July 21, 2015

Cash Transfers Conditional on Schooling Do Not Prevent HIV Infection Among Young South African Women

Written by HIV Prevention Trials Network (HPTN)

This post originally appeared on the HPTN website.

VANCOUVER, B.C. and DURHAM, N.C. – A Phase III, individually randomized trial has found conditional cash transfers for school attendance did not reduce the risk of HIV among high-school aged women in South Africa, investigators from the HIV Prevention Trials Network (HPTN) reported today at the 8th International AIDS Society (IAS) Conference on HIV Pathogenesis, Treatment and Prevention in Vancouver, Canada. The new finding is from HPTN 068, the first individually randomized study of young women conditioned on school attendance with an HIV incidence endpoint. In the trial, young women and their parent/guardian were randomized to one of two study arms: 1) a monthly cash transfer of 300 rand ($30) per month conditional on 80 percent school attendance, or 2) a control arm that did not receive cash transfer. Provision of cash conditional on school attendance has been proposed as an intervention for young women at high risk of HIV infection based on studies showing that such transfers are an effective way to keep girls in school and studies showing that schooling reduces HIV risk. Cash transfers have also been hypothesized to reduce young women’s HIV risk by decreasing their dependence on older male partners and transactional sex.

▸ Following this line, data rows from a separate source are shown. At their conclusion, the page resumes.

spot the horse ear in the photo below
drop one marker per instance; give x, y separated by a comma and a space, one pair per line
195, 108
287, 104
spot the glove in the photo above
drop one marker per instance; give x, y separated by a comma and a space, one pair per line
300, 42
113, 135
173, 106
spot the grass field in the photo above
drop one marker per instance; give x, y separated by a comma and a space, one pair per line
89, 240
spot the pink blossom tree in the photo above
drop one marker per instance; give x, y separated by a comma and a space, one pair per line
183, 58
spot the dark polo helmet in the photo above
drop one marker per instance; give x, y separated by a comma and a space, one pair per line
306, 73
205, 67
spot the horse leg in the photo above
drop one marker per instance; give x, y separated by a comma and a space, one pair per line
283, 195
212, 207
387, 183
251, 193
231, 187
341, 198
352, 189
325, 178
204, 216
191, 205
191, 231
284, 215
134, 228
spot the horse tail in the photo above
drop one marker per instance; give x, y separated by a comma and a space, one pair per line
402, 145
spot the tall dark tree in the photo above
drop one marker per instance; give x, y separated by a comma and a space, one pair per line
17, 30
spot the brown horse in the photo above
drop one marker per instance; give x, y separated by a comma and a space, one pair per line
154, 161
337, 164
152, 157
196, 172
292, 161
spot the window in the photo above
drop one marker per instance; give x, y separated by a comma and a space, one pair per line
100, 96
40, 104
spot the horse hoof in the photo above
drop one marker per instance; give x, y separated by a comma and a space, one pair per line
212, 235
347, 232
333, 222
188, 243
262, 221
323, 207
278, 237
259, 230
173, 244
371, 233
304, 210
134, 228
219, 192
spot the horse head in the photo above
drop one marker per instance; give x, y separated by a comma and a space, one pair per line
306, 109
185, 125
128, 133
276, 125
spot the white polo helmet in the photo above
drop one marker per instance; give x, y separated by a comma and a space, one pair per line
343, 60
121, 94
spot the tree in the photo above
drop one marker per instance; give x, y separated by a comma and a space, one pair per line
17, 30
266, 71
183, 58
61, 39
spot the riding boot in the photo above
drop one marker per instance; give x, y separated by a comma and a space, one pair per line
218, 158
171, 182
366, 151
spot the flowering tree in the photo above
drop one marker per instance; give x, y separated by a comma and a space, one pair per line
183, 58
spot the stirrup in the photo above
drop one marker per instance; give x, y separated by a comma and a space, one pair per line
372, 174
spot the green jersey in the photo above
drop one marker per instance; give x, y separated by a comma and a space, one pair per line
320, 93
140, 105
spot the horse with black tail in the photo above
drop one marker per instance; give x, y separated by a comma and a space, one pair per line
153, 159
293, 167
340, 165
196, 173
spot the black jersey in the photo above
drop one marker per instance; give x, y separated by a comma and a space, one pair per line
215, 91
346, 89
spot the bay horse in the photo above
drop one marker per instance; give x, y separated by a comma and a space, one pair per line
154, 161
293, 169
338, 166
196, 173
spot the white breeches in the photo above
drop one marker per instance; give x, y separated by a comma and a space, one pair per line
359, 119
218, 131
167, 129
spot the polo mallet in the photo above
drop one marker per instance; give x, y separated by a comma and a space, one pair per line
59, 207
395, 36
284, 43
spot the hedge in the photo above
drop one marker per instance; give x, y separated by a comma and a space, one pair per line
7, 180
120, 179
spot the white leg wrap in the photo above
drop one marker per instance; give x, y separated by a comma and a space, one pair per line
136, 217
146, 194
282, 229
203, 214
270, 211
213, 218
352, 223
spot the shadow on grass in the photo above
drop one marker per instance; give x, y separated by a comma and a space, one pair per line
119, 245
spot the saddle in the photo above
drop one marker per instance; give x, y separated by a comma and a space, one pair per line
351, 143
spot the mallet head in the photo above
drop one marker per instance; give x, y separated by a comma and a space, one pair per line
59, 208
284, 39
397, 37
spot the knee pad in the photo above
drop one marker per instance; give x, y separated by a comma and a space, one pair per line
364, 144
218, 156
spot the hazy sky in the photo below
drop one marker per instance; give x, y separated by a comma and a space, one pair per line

“Cash transfers play a key role in social protection in many settings including South Africa, but in this study setting they were not protective for acquiring HIV,” said Audrey Pettifor, Ph.D., associate professor in the Department of Epidemiology at the University of North Carolina at Chapel Hill and HPTN 068 study protocol chair. “School attendance was very high for young women in both arms of the study and staying in school reduced the risk of HIV acquisition. Overall HIV risk was low in the study population, much lower than anticipated, which may have affected the findings from this trial.”

The study found that there was no difference in HIV acquisition between the young women who received the cash transfer and those that did not. There were 59 incident HIV infections in the intervention arm and 48 in the control arm (hazard ratio 1.17 (95% CI 0.80-1.71, p=0.43)). Overall HIV incidence was 1.8% during the study, lower than the study team expected. Surprisingly, school attendance was high during the study; 95% of girls in both arms attended school, and there was no difference in school attendance between study arms. In line with the original hypothesis of the trial, young women who stayed in school and attended school more of the time across both arms of the study had a two-thirds reduced risk of acquiring HIV.